O envelhecimento tem atormentado nossa psique desde os tempos antigos. Tememos o inevitável e construímos mentiras em torno de nós mesmos para nos manter na “última década”. A coisa deixamos de questionar é que o do processo de envelhecimento não é uma linha reta. É curvo e com os passos certos, pesquisa e razoável esforço consciente, podemos dobrar a curva em nosso favor.

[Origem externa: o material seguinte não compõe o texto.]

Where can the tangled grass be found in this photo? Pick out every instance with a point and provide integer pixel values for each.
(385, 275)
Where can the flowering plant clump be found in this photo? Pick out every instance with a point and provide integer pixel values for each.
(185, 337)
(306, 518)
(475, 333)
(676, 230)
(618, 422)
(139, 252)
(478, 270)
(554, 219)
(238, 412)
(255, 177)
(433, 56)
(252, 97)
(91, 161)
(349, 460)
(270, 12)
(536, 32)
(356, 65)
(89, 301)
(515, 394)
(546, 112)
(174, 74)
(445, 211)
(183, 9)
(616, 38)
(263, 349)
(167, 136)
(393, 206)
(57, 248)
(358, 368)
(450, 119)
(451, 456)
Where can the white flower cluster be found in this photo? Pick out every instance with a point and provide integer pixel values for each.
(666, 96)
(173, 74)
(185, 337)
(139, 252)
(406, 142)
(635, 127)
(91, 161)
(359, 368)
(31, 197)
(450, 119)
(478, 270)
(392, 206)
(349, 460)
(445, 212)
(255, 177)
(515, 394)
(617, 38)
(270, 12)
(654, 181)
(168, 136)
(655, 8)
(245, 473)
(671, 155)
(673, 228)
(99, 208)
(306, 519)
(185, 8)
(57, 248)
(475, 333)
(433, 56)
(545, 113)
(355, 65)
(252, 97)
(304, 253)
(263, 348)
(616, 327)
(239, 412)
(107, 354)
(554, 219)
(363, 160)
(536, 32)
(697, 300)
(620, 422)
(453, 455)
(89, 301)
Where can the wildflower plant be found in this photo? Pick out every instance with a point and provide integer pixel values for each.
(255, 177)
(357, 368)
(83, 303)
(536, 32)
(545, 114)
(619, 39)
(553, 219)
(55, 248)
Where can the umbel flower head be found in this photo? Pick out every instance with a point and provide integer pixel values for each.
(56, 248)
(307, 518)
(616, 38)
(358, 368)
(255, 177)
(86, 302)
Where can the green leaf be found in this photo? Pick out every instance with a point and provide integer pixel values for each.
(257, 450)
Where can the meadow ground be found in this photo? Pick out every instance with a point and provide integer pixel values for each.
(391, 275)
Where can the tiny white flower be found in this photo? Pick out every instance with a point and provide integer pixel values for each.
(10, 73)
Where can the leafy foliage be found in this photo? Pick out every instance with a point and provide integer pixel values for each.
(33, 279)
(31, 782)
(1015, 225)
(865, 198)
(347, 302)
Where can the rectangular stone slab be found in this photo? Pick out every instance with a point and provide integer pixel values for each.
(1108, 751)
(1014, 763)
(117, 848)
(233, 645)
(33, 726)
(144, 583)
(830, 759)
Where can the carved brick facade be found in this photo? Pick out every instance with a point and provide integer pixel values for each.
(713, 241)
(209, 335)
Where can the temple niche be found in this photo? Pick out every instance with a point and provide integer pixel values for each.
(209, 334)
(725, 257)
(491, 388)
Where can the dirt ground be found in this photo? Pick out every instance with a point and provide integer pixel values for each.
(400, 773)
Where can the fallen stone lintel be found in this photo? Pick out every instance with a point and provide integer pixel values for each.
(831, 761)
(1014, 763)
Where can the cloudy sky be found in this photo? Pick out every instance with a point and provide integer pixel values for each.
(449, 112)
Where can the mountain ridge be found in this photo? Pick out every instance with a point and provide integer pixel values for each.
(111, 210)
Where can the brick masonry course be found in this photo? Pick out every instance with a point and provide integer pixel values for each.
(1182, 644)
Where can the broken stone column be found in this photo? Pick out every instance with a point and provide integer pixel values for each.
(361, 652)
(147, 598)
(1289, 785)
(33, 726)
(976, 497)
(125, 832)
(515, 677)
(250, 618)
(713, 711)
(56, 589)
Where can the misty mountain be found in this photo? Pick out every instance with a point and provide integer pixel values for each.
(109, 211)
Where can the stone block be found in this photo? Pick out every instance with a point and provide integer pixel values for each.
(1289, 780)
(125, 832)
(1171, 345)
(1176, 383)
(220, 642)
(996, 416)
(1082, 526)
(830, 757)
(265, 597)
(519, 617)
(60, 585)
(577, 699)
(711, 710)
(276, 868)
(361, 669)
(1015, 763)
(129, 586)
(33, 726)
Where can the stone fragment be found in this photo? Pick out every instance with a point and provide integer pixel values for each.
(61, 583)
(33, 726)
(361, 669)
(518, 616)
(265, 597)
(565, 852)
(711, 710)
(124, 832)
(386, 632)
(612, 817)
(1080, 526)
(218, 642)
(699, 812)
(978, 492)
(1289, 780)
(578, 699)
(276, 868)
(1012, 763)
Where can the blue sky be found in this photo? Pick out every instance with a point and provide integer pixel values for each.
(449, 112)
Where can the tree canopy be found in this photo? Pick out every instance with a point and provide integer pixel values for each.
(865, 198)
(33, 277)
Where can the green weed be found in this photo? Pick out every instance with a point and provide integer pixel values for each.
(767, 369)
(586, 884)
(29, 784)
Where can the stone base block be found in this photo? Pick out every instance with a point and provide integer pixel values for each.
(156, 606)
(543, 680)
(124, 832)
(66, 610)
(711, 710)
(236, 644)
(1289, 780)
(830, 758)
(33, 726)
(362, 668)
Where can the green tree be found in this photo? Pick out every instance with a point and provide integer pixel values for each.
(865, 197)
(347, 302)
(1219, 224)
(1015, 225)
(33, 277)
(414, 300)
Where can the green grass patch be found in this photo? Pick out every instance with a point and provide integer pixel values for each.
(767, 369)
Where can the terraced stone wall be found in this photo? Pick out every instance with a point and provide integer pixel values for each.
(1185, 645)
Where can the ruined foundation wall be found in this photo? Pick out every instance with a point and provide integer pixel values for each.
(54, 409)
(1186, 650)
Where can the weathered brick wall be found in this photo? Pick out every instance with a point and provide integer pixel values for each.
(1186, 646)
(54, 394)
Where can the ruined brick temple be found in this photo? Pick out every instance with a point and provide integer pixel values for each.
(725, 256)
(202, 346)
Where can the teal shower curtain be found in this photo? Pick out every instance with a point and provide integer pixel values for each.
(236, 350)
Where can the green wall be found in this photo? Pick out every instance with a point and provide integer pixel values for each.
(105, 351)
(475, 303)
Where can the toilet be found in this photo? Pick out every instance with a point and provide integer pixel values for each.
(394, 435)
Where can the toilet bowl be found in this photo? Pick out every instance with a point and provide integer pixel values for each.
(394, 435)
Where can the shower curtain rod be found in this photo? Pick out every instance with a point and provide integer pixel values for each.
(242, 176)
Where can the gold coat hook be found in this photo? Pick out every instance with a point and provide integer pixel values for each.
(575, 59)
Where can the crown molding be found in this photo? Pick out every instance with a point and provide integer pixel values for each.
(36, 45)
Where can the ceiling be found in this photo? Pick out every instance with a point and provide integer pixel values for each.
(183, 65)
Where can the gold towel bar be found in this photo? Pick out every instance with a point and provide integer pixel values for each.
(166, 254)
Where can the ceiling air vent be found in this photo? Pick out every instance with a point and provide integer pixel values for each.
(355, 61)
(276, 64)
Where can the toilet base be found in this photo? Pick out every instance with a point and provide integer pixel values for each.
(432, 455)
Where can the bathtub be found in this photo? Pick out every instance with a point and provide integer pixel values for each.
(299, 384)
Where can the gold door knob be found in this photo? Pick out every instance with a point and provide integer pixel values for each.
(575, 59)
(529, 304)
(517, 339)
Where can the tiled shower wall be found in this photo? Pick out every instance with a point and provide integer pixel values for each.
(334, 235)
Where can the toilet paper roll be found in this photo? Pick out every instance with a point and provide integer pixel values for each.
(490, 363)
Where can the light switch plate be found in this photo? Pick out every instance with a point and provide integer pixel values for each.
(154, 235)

Os telômeros, as extremidades dos nossos cromossomos, permitir que as células se dividem sem perder genes. A divisão é necessária para que possamos crescer pele nova, sangue, ossos e outras células. Infelizmente, os telômeros ficam mais curtos com a idade, tornando mais difícil para a nossa fisiologia manter seu status de jovem e nos proteger contra doenças crônicas. Embora os estudos ainda estão sendo realizados sobre a conexão direta dos telômeros mais curtos para o envelhecimento, o geneticista Richard Cawthon e seus colegas da Universidade de Utah, em Salt Lake City,  descobriram que telômeros mais curtos estão associados com vidas mais curtas e pode levar a vida ameaçada por doenças.

Antioxidantes

Sem dúvida, uma dieta saudável, exercício e hidratação ajudam a retardar o processo de envelhecimento, mas há coisas que nosso corpo necessita para se manter jovem, que muitas vezes são esquecidos. Dr. Bill Andrews, um biólogo molecular que estuda o envelhecimento há mais de 15 anos, confirma: “Quando grandes quantidades de radicais livres atacam as células … você pode melhor proteger-se por obter abundância de antioxidantes na sua dieta.” Ele acrescentou: “O óleo de peixe contém ômega-3 os ácidos gordos de cadeia longa … quantidades crescentes na dieta está associada à desaceleração do encurtamento dos telômeros ao longo do tempo “.

Vitamina D

Em muitos casos, os suplementos não são as únicas ferramentas úteis para manter-se jovem. Tradicionalmente  passar o tempo no sol é considerado como proibido para aqueles que estão tentando evitar rugas e danos subsequentes na pele associadas com o envelhecimento  mas os pesquisadores do Kings College, em Londres sugerem o contrário. Após a realização de um estudo com mais de 2.000 endocrinologista Brent Richards relatou “Estes resultados são excitantes porque eles demonstram pela primeira vez que as pessoas que têm níveis mais elevados de vitamina D podem envelhecer mais lentamente do que pessoas com níveis mais baixos de vitamina D. Isto pode ajudar a explicar como a vitamina D tem um efeito protetor em no envelhecimento [doenças], como doenças cardíacas e câncer. ”

 Sono e estresse

Os níveis de nutrientes e de nossa exposição ao sol são apenas metade da batalha contra o encurtando os telômeros. Em um Richards 2007 sugere que as respostas para manter o comprimento dos telômeros e juventude, respectivamente na forma como nós concedemos o nosso corpo ao descanso. O estudo afirma que, “Os telômeros eram menores em homens que dormiam cinco horas ou menos em comparação com aqueles que dormem mais de 7 horas por noite”, que significa a diferença entre cinco e sete horas por noite pode efetivamente manter seu corpo a envelhecer a um ritmo cada vez mais lento.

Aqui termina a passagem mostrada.